Non- Inferiority Fractional-doses Trial for Yellow Fever Vaccine
Keywords
Abstract
Description
Yellow fever (YF) is a disease caused by a mosquito-borne flavivirus that is endemic in sub-Saharan Africa and tropical South America. Ninety percent of YF cases are in Africa where YF virus is transmitted by different mosquito genera in three recognized transmission cycles. A sylvatic cycle involves transmission between forest-dwelling mosquitoes (Haemagogus spp) and non-human primate reservoirs, with sporadic incidental transmission to humans (e.g. forest workers). An intermediate cycle, occurring only in Africa, involves mosquito transmission between non-human primates and humans, or human-to-human transmission among humans living or working close to forested areas. An urban cycle involves transmission between humans and urban mosquito vectors, primarily Aedes aegypti, and occurs when a viraemic person, infected in the sylvatic or intermediate cycle, introduces YF virus to areas with a large non-immune population and A. aegypti vectors resulting in disease outbreaks.
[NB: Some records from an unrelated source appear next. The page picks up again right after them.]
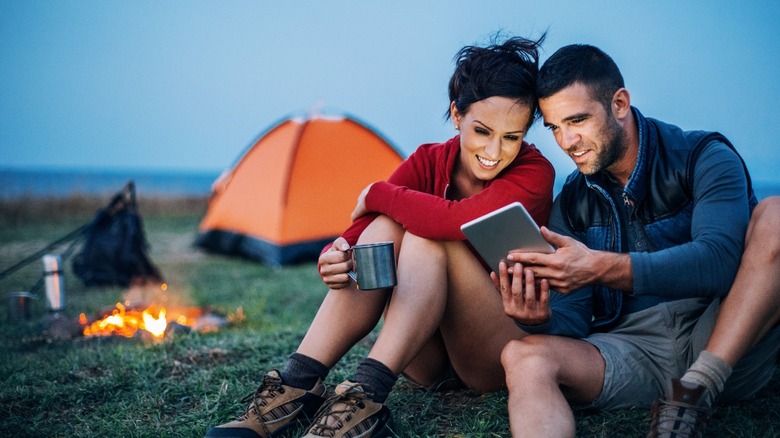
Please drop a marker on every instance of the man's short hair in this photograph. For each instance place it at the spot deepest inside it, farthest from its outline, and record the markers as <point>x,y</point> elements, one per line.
<point>581,63</point>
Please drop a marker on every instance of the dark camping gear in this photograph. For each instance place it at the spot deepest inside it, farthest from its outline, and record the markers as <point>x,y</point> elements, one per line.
<point>113,252</point>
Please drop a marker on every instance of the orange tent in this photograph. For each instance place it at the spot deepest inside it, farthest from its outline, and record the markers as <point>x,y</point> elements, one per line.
<point>292,190</point>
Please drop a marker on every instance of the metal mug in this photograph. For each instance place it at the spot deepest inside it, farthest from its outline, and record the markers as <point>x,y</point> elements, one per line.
<point>374,265</point>
<point>55,282</point>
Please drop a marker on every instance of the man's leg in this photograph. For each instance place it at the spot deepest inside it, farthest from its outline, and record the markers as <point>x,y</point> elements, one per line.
<point>752,306</point>
<point>544,373</point>
<point>747,314</point>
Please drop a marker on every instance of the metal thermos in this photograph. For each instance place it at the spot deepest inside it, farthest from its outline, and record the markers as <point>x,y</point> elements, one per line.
<point>55,283</point>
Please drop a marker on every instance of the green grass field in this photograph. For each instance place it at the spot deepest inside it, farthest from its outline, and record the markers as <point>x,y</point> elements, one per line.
<point>114,386</point>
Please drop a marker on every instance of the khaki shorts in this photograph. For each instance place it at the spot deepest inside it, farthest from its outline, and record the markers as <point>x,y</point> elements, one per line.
<point>649,348</point>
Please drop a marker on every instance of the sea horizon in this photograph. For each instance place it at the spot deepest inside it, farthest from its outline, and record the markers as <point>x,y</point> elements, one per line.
<point>43,182</point>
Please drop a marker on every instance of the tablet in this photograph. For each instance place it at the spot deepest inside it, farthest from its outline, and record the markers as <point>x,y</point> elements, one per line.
<point>498,232</point>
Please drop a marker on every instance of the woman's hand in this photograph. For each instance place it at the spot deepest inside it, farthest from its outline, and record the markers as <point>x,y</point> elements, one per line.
<point>573,265</point>
<point>335,263</point>
<point>360,208</point>
<point>523,300</point>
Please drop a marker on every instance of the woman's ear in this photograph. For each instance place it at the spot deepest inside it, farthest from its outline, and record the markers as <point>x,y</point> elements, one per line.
<point>454,116</point>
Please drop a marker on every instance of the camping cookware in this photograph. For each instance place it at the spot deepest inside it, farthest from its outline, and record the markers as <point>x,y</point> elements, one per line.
<point>374,265</point>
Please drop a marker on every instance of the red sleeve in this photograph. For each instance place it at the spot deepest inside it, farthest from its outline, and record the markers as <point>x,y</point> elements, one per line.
<point>412,172</point>
<point>528,180</point>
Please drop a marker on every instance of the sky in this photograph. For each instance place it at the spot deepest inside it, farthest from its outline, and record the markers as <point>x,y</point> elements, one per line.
<point>187,85</point>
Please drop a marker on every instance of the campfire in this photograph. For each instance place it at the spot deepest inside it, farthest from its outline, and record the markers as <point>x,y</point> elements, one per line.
<point>128,320</point>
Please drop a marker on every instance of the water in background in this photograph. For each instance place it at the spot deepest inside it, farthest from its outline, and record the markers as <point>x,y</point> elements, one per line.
<point>21,183</point>
<point>37,183</point>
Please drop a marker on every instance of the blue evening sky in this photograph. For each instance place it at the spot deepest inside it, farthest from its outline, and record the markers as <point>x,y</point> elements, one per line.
<point>186,85</point>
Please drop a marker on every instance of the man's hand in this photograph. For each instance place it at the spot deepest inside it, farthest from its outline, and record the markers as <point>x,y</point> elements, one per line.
<point>573,265</point>
<point>523,300</point>
<point>335,263</point>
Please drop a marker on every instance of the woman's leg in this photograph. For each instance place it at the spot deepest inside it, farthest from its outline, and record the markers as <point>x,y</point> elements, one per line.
<point>445,303</point>
<point>475,328</point>
<point>347,315</point>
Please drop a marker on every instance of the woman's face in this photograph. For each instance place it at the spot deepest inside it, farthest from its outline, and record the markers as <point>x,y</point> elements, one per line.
<point>491,134</point>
Infection with YF virus is characterised by a wide range of manifestations, ranging from subclinical infection with mild and non-specific symptoms, to severe, life-threatening illness with jaundice, renal failure and haemorrhage.
A highly effective vaccine is available for use against YF in adults and children aged ≥9 months. The vaccine is a freeze-dried preparation of live attenuated YF virus strain 17D, which was developed in 1937 and is produced by four WHO-prequalified manufacturers. A single dose of YF vaccine is considered sufficient to confer life-long protective immunity against all seven known genotypes of wild-type YF virus. Protective levels of YF virus neutralizing antibodies are developed in 80-100% vaccine recipients within 10 days after vaccination, and in 99% within a month.
Although fractional dosing has recently been used in vaccination campaigns in Kinshasa and Brazil in 2016, 2017 and 2018, WHO recommendations were based on a limited number of clinical studies and important data gaps remain.
fractional vaccine dosing is compounded by the uncertainty surrounding minimum dose requirements.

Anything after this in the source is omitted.